La Cour constitutionnelle du Bénin a rendu sa décision dans l’affaire Midomiton Précieux Noël Dagan, relative à la cérémonie de prestation de serment du président élu prévue le 24 mai 2026. Saisie d’un recours contestant certaines modalités institutionnelles de cette prestation, la haute juridiction a déclaré la requête irrecevable pour défaut de qualité du requérant. Selon elle, seuls les organes habilités de la République sont autorisés à solliciter son contrôle. Elle a donc écarté toute analyse sur le fond.

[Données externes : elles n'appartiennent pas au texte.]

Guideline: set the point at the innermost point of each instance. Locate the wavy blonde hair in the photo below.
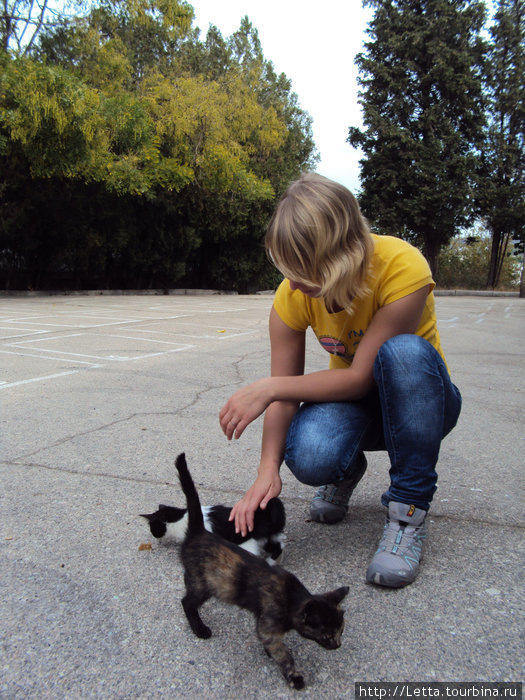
(318, 237)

Dans son arrêt, la Cour s’est limitée à l’examen de la recevabilité, sans se prononcer sur les questions de principe soulevées. Elle a toutefois rappelé que son pouvoir de régulation ne peut être activé d’office dans ce type de contentieux, en l’absence d’une saisine conforme aux exigences constitutionnelles.

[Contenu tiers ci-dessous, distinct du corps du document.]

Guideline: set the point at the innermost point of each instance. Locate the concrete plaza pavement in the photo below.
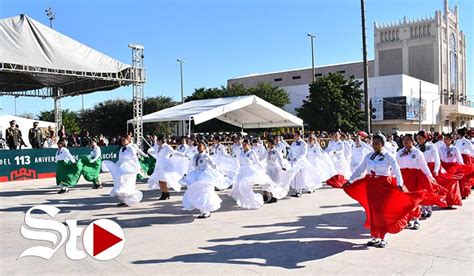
(317, 234)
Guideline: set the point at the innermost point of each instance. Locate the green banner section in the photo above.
(40, 163)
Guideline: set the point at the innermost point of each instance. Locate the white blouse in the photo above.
(63, 154)
(202, 161)
(281, 146)
(336, 148)
(298, 150)
(249, 158)
(236, 149)
(275, 157)
(260, 150)
(218, 149)
(95, 153)
(431, 155)
(378, 164)
(413, 159)
(182, 148)
(464, 146)
(450, 154)
(165, 151)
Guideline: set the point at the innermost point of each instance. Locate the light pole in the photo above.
(312, 37)
(182, 88)
(51, 16)
(432, 110)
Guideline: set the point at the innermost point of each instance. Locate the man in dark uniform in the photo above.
(13, 136)
(35, 136)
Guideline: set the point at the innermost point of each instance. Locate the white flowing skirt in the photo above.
(342, 165)
(227, 164)
(306, 176)
(324, 167)
(169, 170)
(281, 178)
(242, 191)
(124, 176)
(201, 195)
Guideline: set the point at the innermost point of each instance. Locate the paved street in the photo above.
(319, 233)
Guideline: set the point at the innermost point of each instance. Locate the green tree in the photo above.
(110, 117)
(333, 103)
(70, 119)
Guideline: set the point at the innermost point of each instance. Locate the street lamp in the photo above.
(182, 87)
(312, 37)
(50, 14)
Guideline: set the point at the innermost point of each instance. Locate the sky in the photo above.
(218, 39)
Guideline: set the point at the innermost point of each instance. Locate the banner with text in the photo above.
(40, 163)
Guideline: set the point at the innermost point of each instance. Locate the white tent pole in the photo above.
(189, 128)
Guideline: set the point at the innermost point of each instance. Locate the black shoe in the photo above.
(164, 196)
(272, 200)
(205, 215)
(416, 226)
(381, 244)
(373, 242)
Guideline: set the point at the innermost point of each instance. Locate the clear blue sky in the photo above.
(219, 39)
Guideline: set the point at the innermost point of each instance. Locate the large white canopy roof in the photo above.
(243, 111)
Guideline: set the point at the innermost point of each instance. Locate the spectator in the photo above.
(73, 140)
(35, 136)
(62, 132)
(13, 136)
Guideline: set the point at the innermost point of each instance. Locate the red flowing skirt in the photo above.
(415, 180)
(450, 183)
(467, 182)
(462, 172)
(387, 209)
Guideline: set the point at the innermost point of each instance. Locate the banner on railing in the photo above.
(40, 163)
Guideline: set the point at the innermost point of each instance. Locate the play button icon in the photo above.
(103, 239)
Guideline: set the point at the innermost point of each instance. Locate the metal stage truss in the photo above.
(32, 81)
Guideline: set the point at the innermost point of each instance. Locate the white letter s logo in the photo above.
(43, 251)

Le requérant contestait notamment la faisabilité de la réunion du bureau du Sénat, qu’il jugeait essentielle au bon déroulement de la prestation de serment. Un argument qui n’a pas été examiné sur le fond, la juridiction ayant écarté l’ensemble du dossier pour des raisons procédurales.

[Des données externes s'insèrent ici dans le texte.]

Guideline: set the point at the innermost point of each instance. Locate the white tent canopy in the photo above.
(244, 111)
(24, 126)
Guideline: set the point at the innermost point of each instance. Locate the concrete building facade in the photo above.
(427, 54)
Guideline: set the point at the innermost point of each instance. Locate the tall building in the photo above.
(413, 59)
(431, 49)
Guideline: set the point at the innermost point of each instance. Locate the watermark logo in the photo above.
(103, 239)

La Cour précise néanmoins qu’une saisine émanant d’une institution compétente pourrait rouvrir le débat juridique, conformément aux dispositions de la Constitution. Une précision qui maintient une zone d’incertitude autour de la question soulevée. En clair, La haute juridiction s’est prononcée sur la forme, pas sur le fond. Le débat institutionnel reste en suspens, dans l’attente d’une initiative officielle pour relancer l’examen du dossier.